A hardcoded credential vulnerability exists in the Blue Angel Software Suite deployed on embedded Linux systems. The application contains multiple known default and hardcoded user accounts that are not disclosed in public documentation. These accounts allow unauthenticated or low-privilege attackers to gain administrative access to the device’s web interface. Exploitation evidence was observed by the Shadowserver Foundation on 2025-01-26 UTC.
This vulnerability carries a HIGH severity rating with a CVSS v3.1 score of 8.8, indicating it can be exploited remotely over the network with relatively low complexity without requiring user interaction requiring only low-level privileges . The vulnerability impacts confidentiality (data exposure), integrity (unauthorized modifications), and availability (service disruption) for affected systems. Impacting 1 product from 5vtechnologies organizations running these solutions should prioritize assessment and patching.

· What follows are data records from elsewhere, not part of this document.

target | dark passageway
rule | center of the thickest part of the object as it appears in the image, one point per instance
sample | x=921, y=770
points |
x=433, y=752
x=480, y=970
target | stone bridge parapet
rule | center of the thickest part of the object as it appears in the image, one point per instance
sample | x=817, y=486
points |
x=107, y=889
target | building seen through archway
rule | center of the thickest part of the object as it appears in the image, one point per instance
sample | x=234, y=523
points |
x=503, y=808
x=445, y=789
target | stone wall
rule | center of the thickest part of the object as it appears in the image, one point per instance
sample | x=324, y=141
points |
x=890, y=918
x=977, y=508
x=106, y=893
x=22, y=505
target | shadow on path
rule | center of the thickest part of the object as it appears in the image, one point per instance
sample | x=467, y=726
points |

Reported in 2025, this vulnerability emerged during an era marked by increased sophistication in supply chain attacks, cloud infrastructure vulnerabilities, and software-as-a-service (SaaS) security challenges. Security practices during this period emphasized zero-trust architectures, container security, and API protection.
2025-06-24T01:15:24.630
2025-11-20T22:15:56.047
Modified
CVSSv3.1: 8.8 (HIGH)
| Type | Vendor | Product | Version/Range | Vulnerable? |
|---|---|---|---|---|
| Application | 5vtechnologies | blue_angel_software_suite | * | Yes |
SecUtils normalizes and enriches National Vulnerability Database (NVD) records by standardizing vendor and product identifiers, aggregating vulnerability metadata from both NVD and MITRE sources, and providing structured context for security teams. For 5vtechnologies's affected products, we extract Common Platform Enumeration (CPE) data, Common Weakness Enumeration (CWE) classifications, CVSS severity metrics, and reference data to enable rapid vulnerability prioritization and asset correlation. This record contains no exploit code, proof-of-concept instructions, or attack methodologies—only defensive intelligence necessary for patch management, risk assessment, and security operations.